Case Study: Ecommerce Opportunities in Chile and Latin America

Una versión de este post fue traducido a español por @Joseia (muchas gracias!) y apareció en Pousta con el nombre Conversamos sobre cómo montar tienda online con alguien que aprendió DEMASIADO al respecto.

In late 2012, I met up with two ex startup chile friends over beers. Like most beery conversations between entrepreneurs, the conversation devolved into new business ideas. All three of us had seen ecommerce’s steady growth in Chile and were certain that it would continue to grow toward levels seen in other developed markets. After a few more beers, one of us said, “why don’t we just start a small ecommerce business, it’s the best way to learn about the market and see where the real opportunities are.”

That conversation led to more conversations and we got serious about launching a small ecommerce business to really get a handle on the market. But what product should we sell? And how would we validate the market to know if the product we wanted to sell made sense? And how would we do it without spending huge amounts of money?

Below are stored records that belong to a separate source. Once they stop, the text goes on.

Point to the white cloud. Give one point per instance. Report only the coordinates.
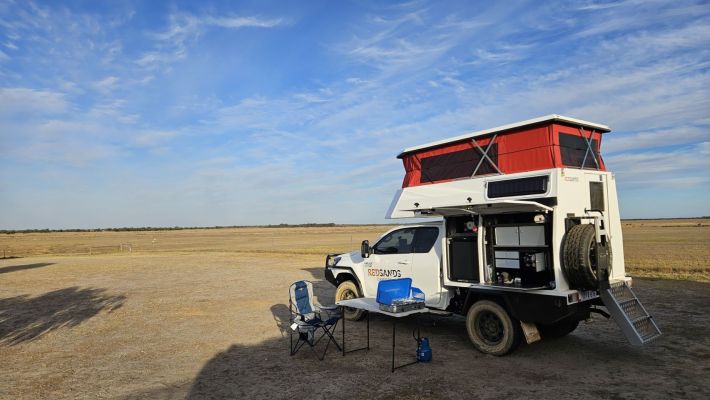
(667, 137)
(107, 84)
(153, 137)
(26, 100)
(172, 44)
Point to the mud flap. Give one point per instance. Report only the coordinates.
(532, 335)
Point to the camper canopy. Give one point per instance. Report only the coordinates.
(552, 141)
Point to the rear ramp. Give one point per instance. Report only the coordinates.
(629, 314)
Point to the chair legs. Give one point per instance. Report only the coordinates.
(309, 337)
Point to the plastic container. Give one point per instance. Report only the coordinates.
(393, 289)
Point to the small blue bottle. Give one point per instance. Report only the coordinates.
(423, 350)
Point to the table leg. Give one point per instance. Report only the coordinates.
(394, 342)
(343, 332)
(368, 331)
(394, 335)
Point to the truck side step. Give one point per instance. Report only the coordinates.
(628, 312)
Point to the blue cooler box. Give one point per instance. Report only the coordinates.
(398, 295)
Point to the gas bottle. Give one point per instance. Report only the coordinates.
(423, 350)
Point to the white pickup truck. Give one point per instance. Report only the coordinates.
(525, 237)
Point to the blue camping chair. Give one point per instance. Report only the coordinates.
(310, 321)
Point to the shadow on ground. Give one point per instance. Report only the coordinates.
(593, 362)
(14, 268)
(25, 318)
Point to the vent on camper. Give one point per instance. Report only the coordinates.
(518, 187)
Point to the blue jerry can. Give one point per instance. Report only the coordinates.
(423, 350)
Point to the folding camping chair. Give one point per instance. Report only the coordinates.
(309, 319)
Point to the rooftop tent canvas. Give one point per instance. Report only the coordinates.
(547, 142)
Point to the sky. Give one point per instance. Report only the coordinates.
(168, 113)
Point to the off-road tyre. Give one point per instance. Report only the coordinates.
(558, 329)
(491, 329)
(579, 249)
(348, 290)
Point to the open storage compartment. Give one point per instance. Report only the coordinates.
(518, 251)
(462, 239)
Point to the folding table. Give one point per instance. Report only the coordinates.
(370, 305)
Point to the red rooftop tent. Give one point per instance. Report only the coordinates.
(548, 142)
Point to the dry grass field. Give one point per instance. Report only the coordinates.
(202, 314)
(672, 249)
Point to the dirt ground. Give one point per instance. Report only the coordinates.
(211, 325)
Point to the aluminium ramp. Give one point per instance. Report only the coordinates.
(629, 314)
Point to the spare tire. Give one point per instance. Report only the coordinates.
(579, 257)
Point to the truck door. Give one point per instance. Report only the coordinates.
(426, 263)
(391, 258)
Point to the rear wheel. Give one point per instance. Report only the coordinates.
(348, 290)
(558, 329)
(491, 329)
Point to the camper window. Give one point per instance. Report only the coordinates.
(573, 149)
(457, 164)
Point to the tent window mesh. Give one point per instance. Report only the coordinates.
(573, 148)
(458, 164)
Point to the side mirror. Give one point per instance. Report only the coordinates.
(365, 249)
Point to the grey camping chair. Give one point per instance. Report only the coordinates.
(310, 321)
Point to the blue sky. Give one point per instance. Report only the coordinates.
(232, 113)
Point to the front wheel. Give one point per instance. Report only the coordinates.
(491, 329)
(348, 290)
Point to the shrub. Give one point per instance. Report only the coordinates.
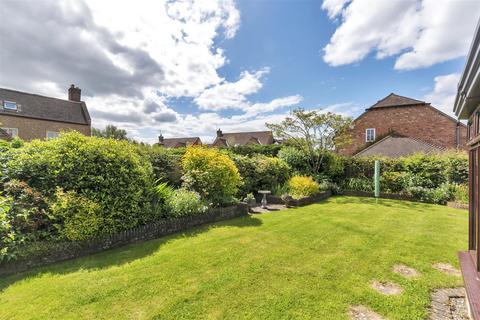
(302, 186)
(247, 169)
(254, 149)
(438, 195)
(78, 217)
(8, 237)
(183, 202)
(28, 211)
(457, 167)
(296, 159)
(270, 172)
(332, 186)
(280, 189)
(210, 173)
(261, 172)
(428, 170)
(395, 182)
(460, 193)
(166, 163)
(108, 172)
(360, 184)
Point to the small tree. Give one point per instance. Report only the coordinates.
(315, 133)
(110, 131)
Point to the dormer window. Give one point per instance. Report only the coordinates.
(370, 135)
(10, 105)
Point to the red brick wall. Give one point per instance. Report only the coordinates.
(29, 129)
(421, 122)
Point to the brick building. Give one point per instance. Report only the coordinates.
(179, 142)
(31, 116)
(425, 127)
(243, 138)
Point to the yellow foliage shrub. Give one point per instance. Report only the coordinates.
(302, 186)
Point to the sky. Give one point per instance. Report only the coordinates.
(187, 68)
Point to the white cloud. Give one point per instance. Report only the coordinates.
(231, 95)
(421, 32)
(443, 94)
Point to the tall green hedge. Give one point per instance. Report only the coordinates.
(108, 172)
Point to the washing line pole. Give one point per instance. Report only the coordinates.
(377, 178)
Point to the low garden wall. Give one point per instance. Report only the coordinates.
(59, 251)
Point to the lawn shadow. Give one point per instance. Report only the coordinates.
(124, 254)
(393, 203)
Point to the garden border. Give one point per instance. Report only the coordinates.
(60, 251)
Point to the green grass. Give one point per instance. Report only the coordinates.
(311, 262)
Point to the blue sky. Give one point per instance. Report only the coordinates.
(186, 68)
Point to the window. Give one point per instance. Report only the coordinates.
(370, 135)
(9, 105)
(52, 134)
(12, 132)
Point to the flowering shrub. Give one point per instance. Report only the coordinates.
(183, 202)
(210, 173)
(303, 186)
(261, 172)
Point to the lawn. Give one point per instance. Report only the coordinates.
(311, 262)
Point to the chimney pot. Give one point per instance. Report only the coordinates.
(74, 93)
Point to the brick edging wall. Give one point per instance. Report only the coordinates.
(59, 251)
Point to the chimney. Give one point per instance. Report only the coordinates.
(74, 93)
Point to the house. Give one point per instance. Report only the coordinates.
(179, 142)
(394, 146)
(413, 125)
(32, 116)
(467, 106)
(243, 138)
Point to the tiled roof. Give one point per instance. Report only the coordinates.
(243, 138)
(179, 142)
(394, 100)
(45, 108)
(395, 147)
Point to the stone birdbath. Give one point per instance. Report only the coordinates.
(264, 199)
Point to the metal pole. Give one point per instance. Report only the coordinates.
(377, 178)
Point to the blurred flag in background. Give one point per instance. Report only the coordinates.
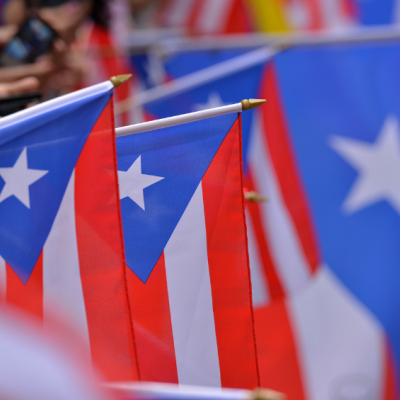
(340, 117)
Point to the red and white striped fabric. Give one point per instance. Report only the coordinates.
(80, 272)
(106, 61)
(282, 248)
(320, 14)
(194, 325)
(318, 342)
(206, 17)
(38, 365)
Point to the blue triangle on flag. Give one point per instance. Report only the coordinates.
(180, 155)
(52, 142)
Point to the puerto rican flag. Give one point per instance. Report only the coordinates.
(333, 128)
(206, 17)
(323, 266)
(185, 242)
(60, 237)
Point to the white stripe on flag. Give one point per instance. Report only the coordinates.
(286, 252)
(62, 285)
(340, 345)
(3, 278)
(190, 298)
(258, 279)
(213, 16)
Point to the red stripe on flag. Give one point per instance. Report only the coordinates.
(194, 16)
(390, 384)
(29, 297)
(274, 284)
(283, 160)
(238, 21)
(278, 359)
(315, 14)
(152, 324)
(229, 264)
(101, 257)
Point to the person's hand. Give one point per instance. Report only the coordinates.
(21, 86)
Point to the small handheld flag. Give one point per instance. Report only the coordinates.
(185, 242)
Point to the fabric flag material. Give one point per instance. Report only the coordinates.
(206, 17)
(270, 226)
(42, 365)
(333, 136)
(60, 234)
(185, 240)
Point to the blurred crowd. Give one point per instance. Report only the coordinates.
(66, 66)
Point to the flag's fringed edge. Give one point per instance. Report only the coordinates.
(247, 250)
(122, 240)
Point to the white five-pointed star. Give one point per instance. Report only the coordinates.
(18, 179)
(132, 182)
(214, 100)
(378, 166)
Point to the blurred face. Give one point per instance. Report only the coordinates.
(65, 18)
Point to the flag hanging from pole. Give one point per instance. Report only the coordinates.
(333, 138)
(60, 235)
(282, 272)
(185, 240)
(322, 254)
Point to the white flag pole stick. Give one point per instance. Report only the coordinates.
(190, 117)
(196, 79)
(251, 41)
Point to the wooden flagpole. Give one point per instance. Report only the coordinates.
(190, 117)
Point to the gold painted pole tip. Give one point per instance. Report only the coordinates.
(266, 394)
(252, 103)
(120, 79)
(255, 197)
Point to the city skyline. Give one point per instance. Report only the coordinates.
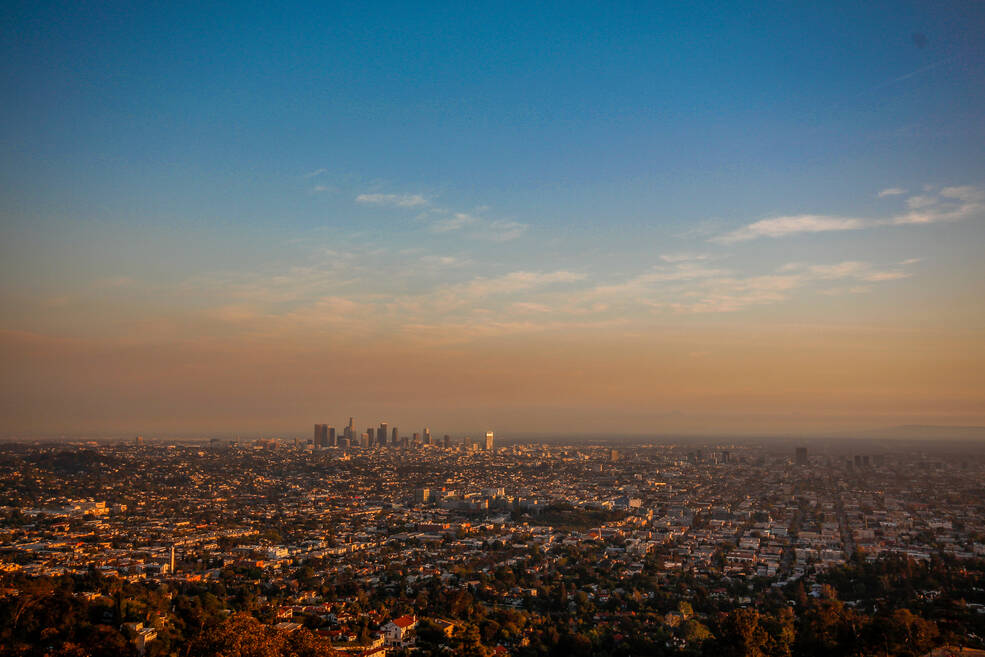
(754, 219)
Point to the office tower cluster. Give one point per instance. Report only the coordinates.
(383, 435)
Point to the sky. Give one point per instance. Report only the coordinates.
(650, 218)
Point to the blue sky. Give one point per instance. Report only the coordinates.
(248, 169)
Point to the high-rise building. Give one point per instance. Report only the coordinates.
(321, 435)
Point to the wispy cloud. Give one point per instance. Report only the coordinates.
(395, 200)
(948, 204)
(684, 257)
(790, 225)
(443, 220)
(501, 230)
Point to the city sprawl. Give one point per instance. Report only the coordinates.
(421, 545)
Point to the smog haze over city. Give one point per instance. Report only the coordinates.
(755, 219)
(492, 329)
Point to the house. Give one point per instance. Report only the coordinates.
(396, 630)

I’m writing this post to shed light into our thought process and to show how we validated our ecommerce business without spending a single dime (peso in this case) for two reasons:

  1. To give an overview of Chilean (and Latin American) ecommerce opportunities
  2. To help other entrepreneurs think about how they can validate their own ideas without spending months and thousands of dollars buying inventory, developing software and wasting time on unimportant things.

By now, almost all entrepreneurs know about lean startup methodology and try to use it, but the how remains mysterious to a high percentage of entrepreneurs. I hope this post is useful.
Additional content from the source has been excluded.